第16話
私と安奈ちゃんがリビングへ降りると、母親と、いつの間にか帰ってきていた父親がテーブルについていた。どうやら私達を待っていたようで、まだ料理には手をつけていない。
両親は安奈ちゃんの顔を見て、少し動揺しているように見える。それはそうだ、まるで映画から飛び出してきたかのような、完璧な容姿を持つ女性が目の前に現れたのだから。
「あ……あの、お世話になってます」
安奈ちゃんはそう言い、頭をペコッと下げる。
「あぁ、いいんだよ、さぁ、席に座って」
父親はそう言い、安奈ちゃんの座る場所を手で示す。
「まぁ~。凄く可愛らしい娘ね。驚いちゃった」
母親は両手を胸の前で合わせて、ニコニコと笑っていた。
「こちら安奈ちゃん。えー……しばらく私のお部屋に泊まってもらう事になってるの」
うちの両親は基本的に、二人ともかなりのお人好しだ。私の我儘は大抵の事は通るし、変な詮索もしない。
お人好しエピソードで一番に思い出されるものは、今日別れた元彼氏だ。元彼氏は付き合ってからと言うもの、頻繁に私の家へ出入りをしていた。しかし二人はそれを黙認し、いつしか当たり前のように会話をしていたのだ。
だから多少、安奈ちゃんが私の家に長居をしていたとしても、恐らくは大丈夫だろうと思う。
しかし、それでも両親は二人共大学を出ているし、常識人でもある。決して馬鹿でも無関心でも無い。どれくらい長く安奈ちゃんを泊めていられるか、今から少し心配だ。
「そうか。別に構わんよ」
なんだその口調。
父親はどうやら緊張しすぎていて、普段とは全然違う言葉使いをしている。
「こんな可愛い娘なら、私大歓迎」
母親はまるで、欲しかったおもちゃを与えられた子供のような満面の笑みを浮かべていた。
二人の反応はこんな程度だという事は予想出来ていたが、とりあえず泊まり続ける事の許可を得られ、ホッとした。
「さ……彩子さん……」
突然、安奈ちゃんが私の耳元でつぶやいた。私だけに伝えるよう、凄く小声で。
「しばらくって……私そんなつもり無」
私は安奈ちゃんの後頭部を無言で軽くペシッと叩いた。
「いたっ」
昨日今日、こんな田舎町へ辿り着いた安奈ちゃんに、他に宛がある訳が無い。それに季節はもう冬だ。野宿なんてさせられない。お金の無い安奈ちゃんは一泊だけして、次はどこへ行こうと言うのか。
「ご飯たべよー。お腹へった」
私は椅子を引き、安奈ちゃんを先に座らせようと催促する。
安奈ちゃんはおずおずと、引かれた椅子へと腰を下ろした。
「彩子、勉強のほうはどうだ?」
食事中、父親は当たり障りの無い事を次々と聞いてきた。
それも「のほうはどうだ」と必ずつける。なんだかおかしい。普段は本当にこんな感じではない。
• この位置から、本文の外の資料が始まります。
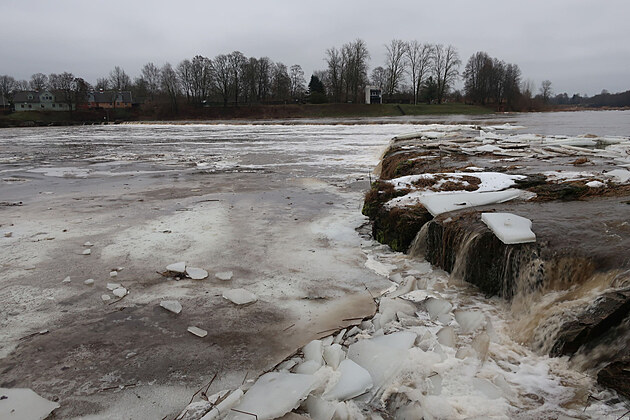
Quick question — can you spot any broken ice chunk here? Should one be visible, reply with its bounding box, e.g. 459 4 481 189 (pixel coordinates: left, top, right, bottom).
455 311 486 334
214 271 234 281
306 395 337 420
302 340 324 366
295 360 322 375
188 327 208 338
160 300 182 314
223 289 258 305
226 372 317 420
348 339 408 389
186 267 208 280
166 261 186 274
323 359 373 401
481 213 536 244
424 297 453 319
0 388 59 420
418 189 521 216
324 343 346 369
437 327 455 347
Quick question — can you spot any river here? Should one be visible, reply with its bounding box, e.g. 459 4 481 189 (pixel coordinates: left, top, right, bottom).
0 111 630 418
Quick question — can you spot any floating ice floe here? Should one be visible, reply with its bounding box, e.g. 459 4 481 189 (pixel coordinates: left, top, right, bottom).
214 271 234 281
0 388 59 420
223 289 258 305
112 287 129 298
418 189 521 216
166 261 186 274
186 267 208 280
160 300 182 314
481 213 536 244
226 372 317 420
187 327 208 338
323 359 373 401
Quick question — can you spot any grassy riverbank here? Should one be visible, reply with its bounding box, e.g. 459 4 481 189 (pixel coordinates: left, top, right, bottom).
0 103 493 127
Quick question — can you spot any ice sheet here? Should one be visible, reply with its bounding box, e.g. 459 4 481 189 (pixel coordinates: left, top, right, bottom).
481 213 536 244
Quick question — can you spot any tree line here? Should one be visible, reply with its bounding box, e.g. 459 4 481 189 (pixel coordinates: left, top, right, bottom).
0 39 624 112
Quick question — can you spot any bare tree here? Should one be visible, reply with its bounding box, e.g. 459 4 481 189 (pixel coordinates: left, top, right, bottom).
160 63 180 112
228 51 247 105
29 73 48 91
140 62 161 98
341 39 370 102
325 47 345 102
94 77 109 90
289 64 306 99
405 40 433 104
433 44 461 104
385 39 406 95
370 66 387 89
212 54 232 106
0 74 15 100
109 66 131 91
540 80 552 103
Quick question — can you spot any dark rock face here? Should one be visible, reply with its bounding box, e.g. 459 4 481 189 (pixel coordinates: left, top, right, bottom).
550 290 630 356
372 206 433 252
597 361 630 398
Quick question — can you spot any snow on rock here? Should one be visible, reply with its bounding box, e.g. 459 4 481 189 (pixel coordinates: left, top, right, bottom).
586 181 606 188
605 169 630 184
481 213 536 245
160 300 182 314
323 359 373 401
200 389 244 420
214 271 234 281
187 327 208 338
323 343 346 369
166 261 186 274
0 388 59 420
226 372 317 420
223 289 258 305
186 267 208 280
455 311 486 334
420 189 521 216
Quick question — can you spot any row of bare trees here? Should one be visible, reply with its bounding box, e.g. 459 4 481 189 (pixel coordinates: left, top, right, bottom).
372 39 461 104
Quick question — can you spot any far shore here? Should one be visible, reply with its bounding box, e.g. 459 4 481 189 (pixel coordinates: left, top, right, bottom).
0 103 630 128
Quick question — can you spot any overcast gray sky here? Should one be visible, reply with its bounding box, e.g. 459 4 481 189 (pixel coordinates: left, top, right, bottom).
0 0 630 95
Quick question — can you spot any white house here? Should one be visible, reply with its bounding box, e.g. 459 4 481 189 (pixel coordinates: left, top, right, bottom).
13 90 75 112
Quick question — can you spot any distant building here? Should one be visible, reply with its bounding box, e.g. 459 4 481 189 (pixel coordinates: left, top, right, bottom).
87 91 133 109
0 95 11 111
365 86 383 104
13 90 74 112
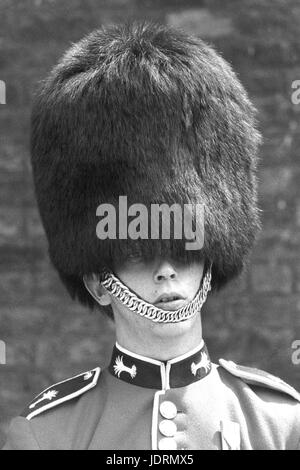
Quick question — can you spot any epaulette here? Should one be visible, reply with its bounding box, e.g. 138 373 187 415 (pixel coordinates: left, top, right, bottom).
21 367 100 420
219 359 300 401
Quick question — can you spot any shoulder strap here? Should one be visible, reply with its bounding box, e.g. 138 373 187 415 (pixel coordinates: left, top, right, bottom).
219 359 300 402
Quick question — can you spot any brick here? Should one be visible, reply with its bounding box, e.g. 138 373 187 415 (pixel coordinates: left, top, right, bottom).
259 167 293 197
25 207 46 243
251 263 293 294
0 207 24 245
0 269 33 306
166 8 233 38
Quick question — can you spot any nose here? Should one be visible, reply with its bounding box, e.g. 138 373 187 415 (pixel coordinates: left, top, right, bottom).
154 260 177 282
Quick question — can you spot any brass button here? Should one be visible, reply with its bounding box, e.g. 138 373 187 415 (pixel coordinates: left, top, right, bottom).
158 437 177 450
158 419 177 437
159 401 177 419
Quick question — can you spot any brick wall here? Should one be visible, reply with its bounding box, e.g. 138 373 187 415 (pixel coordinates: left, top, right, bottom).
0 0 300 445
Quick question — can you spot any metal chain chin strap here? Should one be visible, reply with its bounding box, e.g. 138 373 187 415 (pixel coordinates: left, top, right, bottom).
100 266 211 323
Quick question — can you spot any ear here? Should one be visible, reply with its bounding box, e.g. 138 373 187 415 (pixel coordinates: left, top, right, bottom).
83 274 111 305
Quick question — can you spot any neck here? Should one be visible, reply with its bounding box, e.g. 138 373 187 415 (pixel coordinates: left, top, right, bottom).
116 315 202 361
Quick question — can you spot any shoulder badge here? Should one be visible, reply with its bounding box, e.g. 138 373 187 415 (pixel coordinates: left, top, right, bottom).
219 359 300 401
21 367 100 420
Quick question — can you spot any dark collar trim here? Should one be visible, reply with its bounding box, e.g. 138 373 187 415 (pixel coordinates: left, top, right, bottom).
109 340 211 390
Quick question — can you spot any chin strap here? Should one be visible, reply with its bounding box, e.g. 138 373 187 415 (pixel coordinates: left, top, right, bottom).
100 266 211 323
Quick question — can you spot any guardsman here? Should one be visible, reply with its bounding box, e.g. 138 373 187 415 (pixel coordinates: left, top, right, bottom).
4 22 300 450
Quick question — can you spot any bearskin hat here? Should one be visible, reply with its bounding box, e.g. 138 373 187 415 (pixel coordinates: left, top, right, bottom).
31 22 260 312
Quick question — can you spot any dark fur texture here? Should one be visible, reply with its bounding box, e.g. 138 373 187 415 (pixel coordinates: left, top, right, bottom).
31 22 260 312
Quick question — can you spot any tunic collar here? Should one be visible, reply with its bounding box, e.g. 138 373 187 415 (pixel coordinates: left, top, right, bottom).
108 340 211 390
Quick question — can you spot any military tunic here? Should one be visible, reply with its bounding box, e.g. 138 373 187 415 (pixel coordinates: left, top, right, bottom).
4 342 300 450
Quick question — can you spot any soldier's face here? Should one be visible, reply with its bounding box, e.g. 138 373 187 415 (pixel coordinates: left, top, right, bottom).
112 256 204 310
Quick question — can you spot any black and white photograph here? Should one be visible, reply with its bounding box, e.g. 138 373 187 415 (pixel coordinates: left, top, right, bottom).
0 0 300 454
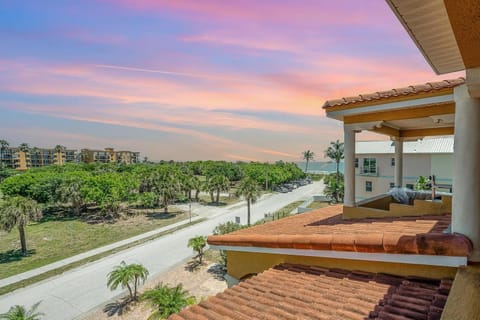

普段の父親なら、テレビを見て爆笑しているか、母親の世間話を一方的に聞かされ、少し居心地の悪そうな表情をして黙っている。
「うん、まぁまぁ」
「まぁまぁか、そうか。リク君のほうはどうだ? 仲良くやっているのか」
「あぁ……今日別れたよ」
「えぇ?」
母親が突然大声を上げた。
私も父親も、安奈ちゃんも、あまりの大声に母親の顔を見る。
「ちょっとちょっと彩子、別れたって、どうして? いー子だったじゃない」
……面倒くさい事になってきた。
私は頭をポリポリと掻く。
確かに人当たりは良かったのかも知れない、と、少しだけアイツの事を思い出す。
「もー……振られたの? 振られたんでしょ。せっかく美人に産んであげたのに、貴方って結構我儘だから。んもぉ~」
「いーでしょ、どうでも」
「良くないわよぉ、私電話しといてあげる。謝ってあげるから、仲直りしなさい」
仲直りなんか、してたまるか。
流石にもう嫌だ。本当に嫌だ。アイツと付き合い続ける事と大学生活での支障とを天秤にかけ、散々迷った挙句、別れる事を選択したのだ。
それほどまでに、私はアイツと一緒に居たくない。別れたばかりの今だって、ちっとも悲しくないのだ、寂しいとか悲しいとか、そういった意味合いの涙は、一滴だって流れはしなかった。心から大嫌いだったのが実感出来る。